The D table has a clustered index on [RegionId] ASC,[FactId] ASC,[TimeId] ASC,[ProductId] ASC. The R table has a clustered index on the ID column. I no this is not ideal and this is what i am attempting to sort out. The other tables are a definate requirement and we need to select from them. The thing i am really attempting to understand is why the clustered index on the D table was using the fast plan and then after updates it caused a slow down. The D table is very large 100GB + , a non-clustered index on the D table would be very costly.




Re: Inner join performance

DanR1

Andy,

Your 100GB table is larger than any with which I have worked.

The RegionID as the first entry in your clustered index goes well with your JOIN on "R".

Here is an interesting discussion on the merits of having a clustered index:

http://www.sql-server-performance.com/clustered_indexes.asp

And here is another:

http://www.informit.com/guides/printerfriendly.asp g=sqlserver&seqNum=200&rl=1

And a technet Q/A session:

http://www.microsoft.com/technet/community/chats/trans/sql/sql0327.mspx

Because "D" has a clustered index on RegionId, it seems that should help the JOIN with "R". But a full table scan of "R" is necessary to find the entries where R.Batch = 17732, since you have no index on R.Batch. Is "R" a large table (How many rows are in "R" )

Are there indexes on the other tables: P, T, and F

Since non-clustered indexes do not contain the data, but only pointers, the size of the index on a single column of "D" would be somewhere around the number of bytes in the column, times something like "log(N)", where N is the number of rows in the table.

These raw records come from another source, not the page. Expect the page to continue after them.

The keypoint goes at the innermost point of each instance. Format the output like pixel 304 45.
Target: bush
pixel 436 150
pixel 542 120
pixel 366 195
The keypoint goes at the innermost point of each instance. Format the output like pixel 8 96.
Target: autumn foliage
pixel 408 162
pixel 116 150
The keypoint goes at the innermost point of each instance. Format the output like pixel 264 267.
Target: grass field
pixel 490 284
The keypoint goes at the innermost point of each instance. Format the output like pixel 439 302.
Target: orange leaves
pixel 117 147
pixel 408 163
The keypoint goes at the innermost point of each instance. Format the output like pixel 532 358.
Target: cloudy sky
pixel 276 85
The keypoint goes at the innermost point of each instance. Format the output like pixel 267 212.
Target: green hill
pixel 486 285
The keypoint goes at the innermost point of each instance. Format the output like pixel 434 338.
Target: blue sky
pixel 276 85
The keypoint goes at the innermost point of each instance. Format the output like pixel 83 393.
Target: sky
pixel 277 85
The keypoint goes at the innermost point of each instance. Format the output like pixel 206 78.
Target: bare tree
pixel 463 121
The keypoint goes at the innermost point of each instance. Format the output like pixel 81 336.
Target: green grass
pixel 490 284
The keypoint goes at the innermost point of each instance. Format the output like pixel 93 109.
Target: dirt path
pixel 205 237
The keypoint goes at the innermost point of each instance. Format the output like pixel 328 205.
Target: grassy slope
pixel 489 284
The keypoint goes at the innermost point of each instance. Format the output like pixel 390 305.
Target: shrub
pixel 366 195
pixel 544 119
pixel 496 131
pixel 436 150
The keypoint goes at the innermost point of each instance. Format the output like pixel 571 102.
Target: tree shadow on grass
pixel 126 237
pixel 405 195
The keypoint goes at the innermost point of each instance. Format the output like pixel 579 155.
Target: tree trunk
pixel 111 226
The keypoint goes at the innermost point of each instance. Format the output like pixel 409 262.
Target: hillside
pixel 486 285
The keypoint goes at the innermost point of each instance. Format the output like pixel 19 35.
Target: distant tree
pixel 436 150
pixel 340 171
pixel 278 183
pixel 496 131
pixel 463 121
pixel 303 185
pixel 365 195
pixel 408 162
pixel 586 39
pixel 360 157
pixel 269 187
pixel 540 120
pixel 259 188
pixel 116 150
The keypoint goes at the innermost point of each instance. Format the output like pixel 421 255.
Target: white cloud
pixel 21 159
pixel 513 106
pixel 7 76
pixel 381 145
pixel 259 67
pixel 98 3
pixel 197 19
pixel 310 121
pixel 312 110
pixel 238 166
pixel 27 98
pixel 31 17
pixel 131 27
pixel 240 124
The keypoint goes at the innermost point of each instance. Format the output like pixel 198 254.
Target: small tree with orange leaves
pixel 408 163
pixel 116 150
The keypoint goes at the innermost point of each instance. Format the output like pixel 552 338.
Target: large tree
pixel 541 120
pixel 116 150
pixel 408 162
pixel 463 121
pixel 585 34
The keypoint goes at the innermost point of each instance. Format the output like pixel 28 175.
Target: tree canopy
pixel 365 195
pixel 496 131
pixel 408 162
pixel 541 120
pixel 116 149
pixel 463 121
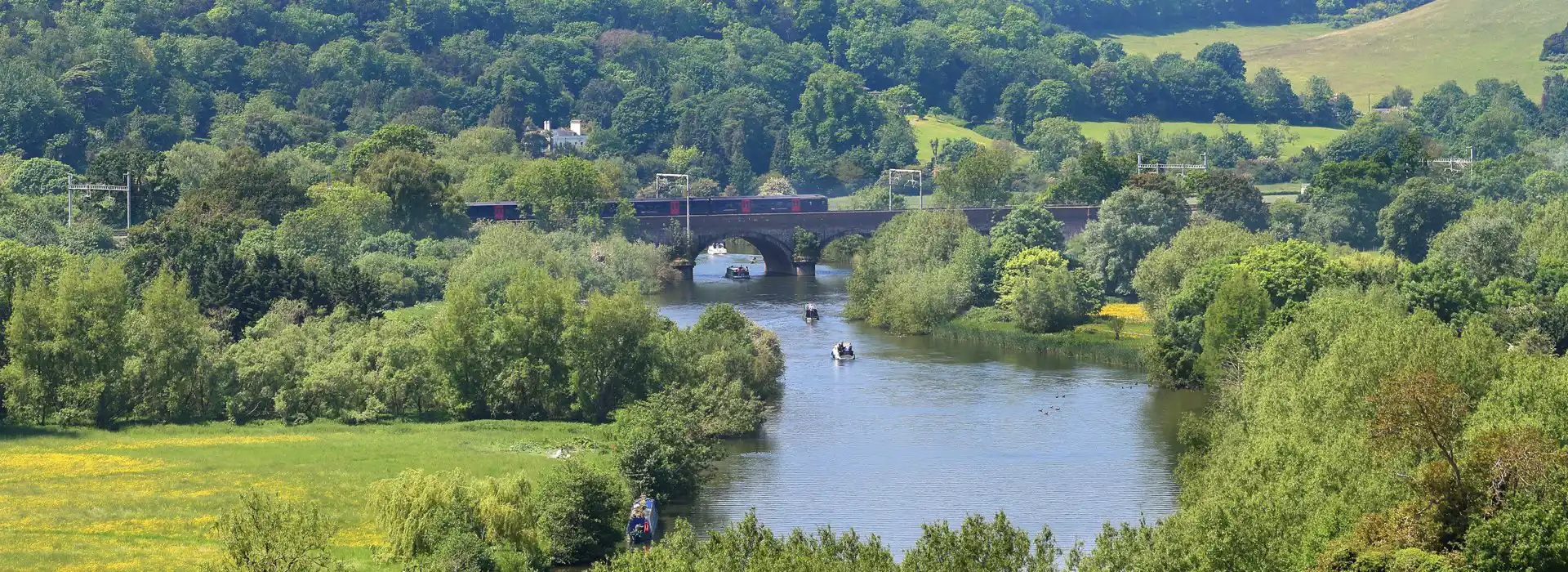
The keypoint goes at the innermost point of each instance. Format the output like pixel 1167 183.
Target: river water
pixel 920 430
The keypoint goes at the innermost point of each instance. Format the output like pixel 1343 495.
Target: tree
pixel 662 447
pixel 579 513
pixel 1227 57
pixel 835 116
pixel 39 176
pixel 980 179
pixel 1058 298
pixel 267 534
pixel 1054 140
pixel 49 378
pixel 1419 210
pixel 1026 226
pixel 175 356
pixel 1239 309
pixel 419 191
pixel 642 119
pixel 1133 221
pixel 248 187
pixel 391 136
pixel 1230 196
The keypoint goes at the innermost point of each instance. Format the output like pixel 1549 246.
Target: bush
pixel 664 447
pixel 265 534
pixel 579 515
pixel 1056 298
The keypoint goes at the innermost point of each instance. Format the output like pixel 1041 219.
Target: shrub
pixel 579 515
pixel 265 534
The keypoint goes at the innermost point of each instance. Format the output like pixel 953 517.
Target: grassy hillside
pixel 145 498
pixel 1316 136
pixel 1247 38
pixel 1448 39
pixel 937 129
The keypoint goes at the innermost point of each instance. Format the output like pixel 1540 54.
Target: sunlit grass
pixel 145 498
pixel 1446 39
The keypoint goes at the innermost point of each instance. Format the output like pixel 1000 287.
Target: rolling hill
pixel 1448 39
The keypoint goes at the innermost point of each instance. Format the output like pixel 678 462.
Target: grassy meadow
pixel 146 498
pixel 1314 136
pixel 932 127
pixel 1446 39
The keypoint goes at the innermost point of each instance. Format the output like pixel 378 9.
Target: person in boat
pixel 637 530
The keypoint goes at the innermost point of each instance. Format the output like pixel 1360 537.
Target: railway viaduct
pixel 773 234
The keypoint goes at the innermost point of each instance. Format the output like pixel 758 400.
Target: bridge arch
pixel 778 257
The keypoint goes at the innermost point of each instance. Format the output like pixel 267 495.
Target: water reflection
pixel 920 430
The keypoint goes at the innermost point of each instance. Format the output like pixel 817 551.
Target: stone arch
pixel 778 256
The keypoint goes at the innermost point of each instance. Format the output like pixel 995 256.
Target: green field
pixel 1446 39
pixel 145 498
pixel 1316 136
pixel 1247 38
pixel 937 129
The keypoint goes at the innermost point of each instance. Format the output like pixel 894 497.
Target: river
pixel 920 430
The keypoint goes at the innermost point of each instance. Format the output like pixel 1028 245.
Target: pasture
pixel 146 498
pixel 1446 39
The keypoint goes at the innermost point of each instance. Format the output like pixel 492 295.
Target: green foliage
pixel 1239 309
pixel 267 534
pixel 1053 300
pixel 51 378
pixel 422 203
pixel 386 138
pixel 1421 209
pixel 1162 270
pixel 579 513
pixel 980 179
pixel 664 447
pixel 1018 266
pixel 458 522
pixel 175 360
pixel 918 271
pixel 1054 140
pixel 39 176
pixel 1131 225
pixel 1026 226
pixel 1228 196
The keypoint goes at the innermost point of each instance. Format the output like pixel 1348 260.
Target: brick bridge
pixel 773 234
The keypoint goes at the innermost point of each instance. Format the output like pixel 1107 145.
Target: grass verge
pixel 1094 342
pixel 146 498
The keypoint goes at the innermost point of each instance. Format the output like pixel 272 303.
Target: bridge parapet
pixel 773 234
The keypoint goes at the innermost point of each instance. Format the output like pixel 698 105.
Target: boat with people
pixel 644 522
pixel 843 351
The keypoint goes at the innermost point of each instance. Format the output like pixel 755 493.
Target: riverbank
pixel 146 498
pixel 1094 342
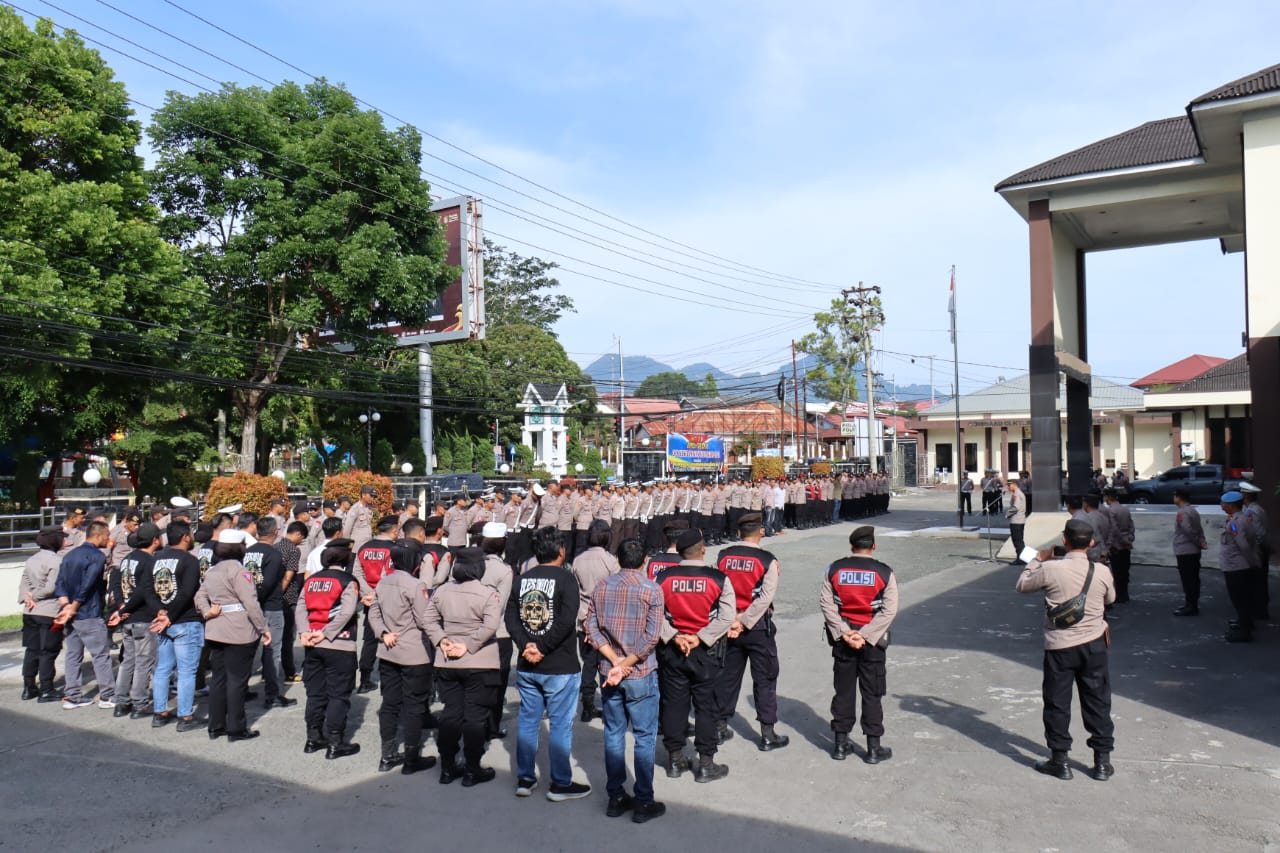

As you well know, often database performance is a balance of using storage to create indexes that speed some processing steps, while sometimes delaying others (due to index maintenance functions).

Dan





Re: Inner join performance

Ennor

Wow, 100GB+ table...

Anyone will say you that you need an index on R.Batch field. That's simply obvious - you have a search criteria on it. But about D table... I definitely recommend you to read something about index planning and tuning, because in case of so large tables it may take a day or so just to drop an index, let alone create a new one (and it may be a point in switching to a single user mode before doing this). So you better have to understand yourself what you are to do before you did it, agreed Smile
As a general rule, I highly recommend you to use a more simple clustered index. 4 columns, even if they are ints, will take tremendous amount of disk space and - more importantly - has nearly no sense as a part of index. Do you know, for example, that statistics created for composite indexes are built only on first column' distribution data There are many other complications as well that are specific to composite indexes and thus makes them a very specific and questionable solution. I suppose that it is better here to have a simple one-column clustered index and separate non-clustered indexes on all other fields in this table you use as a joins criteria.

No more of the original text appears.